S’il n’y a pas assez de places pour conserver le mort, une bataille houleuse peut parfois s’entamer entre la famille du défunt et les travailleurs de la morgue. À ce propos, ajoute Edmond « des fois, les proches du disparu refusent de conduire le défunt dans une autre morgue. Nous cherchons alors un endroit à même le sol où nous abritons le mort en entendant qu’une place se libère. »

Il y a même des défunts qui ne sont pas réclamés par leurs proches : « À titre d’exemple, nous avons un homme qui est décédé, il y a presque deux mois, et personne ne le réclame. Dans ce cas, nous fournissons un rapport. Ensuite, l’hôpital passe un communiqué à la radio à propos du défunt. Si pas de signes de ses proches, l’hôpital s’organise pour enterrer le mort, afin de libérer les places à la morgue ».

Un salaire de misère …

Les deux thanatopracteurs sont formels sur la problématique liée au salaire insuffisant. « Notre salaire de base est de 28 000 Fbu le mois. Avec les gardes de nuit, le salaire peut aller jusqu’à 100 000 Fbu. Tenez, j’ai une famille à nourrir et un logement à louer. Cet argent n’est pas à la hauteur de mes besoins ! », se plaint Edmond.
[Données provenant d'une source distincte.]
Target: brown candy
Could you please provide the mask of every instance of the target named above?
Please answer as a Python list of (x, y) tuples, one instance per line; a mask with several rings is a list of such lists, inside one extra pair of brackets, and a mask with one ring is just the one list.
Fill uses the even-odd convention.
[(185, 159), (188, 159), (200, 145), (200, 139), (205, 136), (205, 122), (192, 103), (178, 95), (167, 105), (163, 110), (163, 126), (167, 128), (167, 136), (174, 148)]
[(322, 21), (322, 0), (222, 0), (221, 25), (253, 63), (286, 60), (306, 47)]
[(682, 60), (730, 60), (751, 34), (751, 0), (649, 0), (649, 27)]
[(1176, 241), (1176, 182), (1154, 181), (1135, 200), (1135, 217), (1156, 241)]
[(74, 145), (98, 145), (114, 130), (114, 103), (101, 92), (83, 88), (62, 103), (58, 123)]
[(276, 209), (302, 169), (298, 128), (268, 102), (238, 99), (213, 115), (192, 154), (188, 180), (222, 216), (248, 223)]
Ce n’est pas tout. Le métier de thanatopracteur est loin d’être commode. Souvent, ils sont victimes de moquerie. Les gens aux alentours n’hésitent pas à les dénigrer : « Umengo mbonye umuzimu » (On dirait un fantôme, Ndlr) disent certains. Selon eux, peu osent mettre les pieds à la morgue en dehors des funérailles.
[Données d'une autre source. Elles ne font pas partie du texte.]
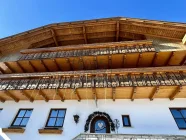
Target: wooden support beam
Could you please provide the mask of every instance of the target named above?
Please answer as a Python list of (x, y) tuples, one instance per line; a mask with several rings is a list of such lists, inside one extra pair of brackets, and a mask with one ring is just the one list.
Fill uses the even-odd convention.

Certes, c’est un travail pénible et effrayant, mais fréquenter ce service a eu un impact positif dans leur vie : « Agacupa naciye mpeba ! » (J’ai abandonné la bière, Ndlr), confie Edmond. En effet, l’alcool et leur service ne font pas bon ménage. Ils me relatent un fait anecdotique. « Il y a quelque temps, un ancien travailleur de cette morgue a transporté un corps alors qu’il était ivre. Il a fait tomber le corps par terre. En voyant cet incident, les gens l’ont battu et il a été renvoyé. », raconte Amisi avec un brin d’humour.

En somme, résument les deux thanatopracteurs, le service de la morgue exige de la discipline, de la délicatesse et beaucoup de patience dans des situations de tensions avec les familles éprouvées.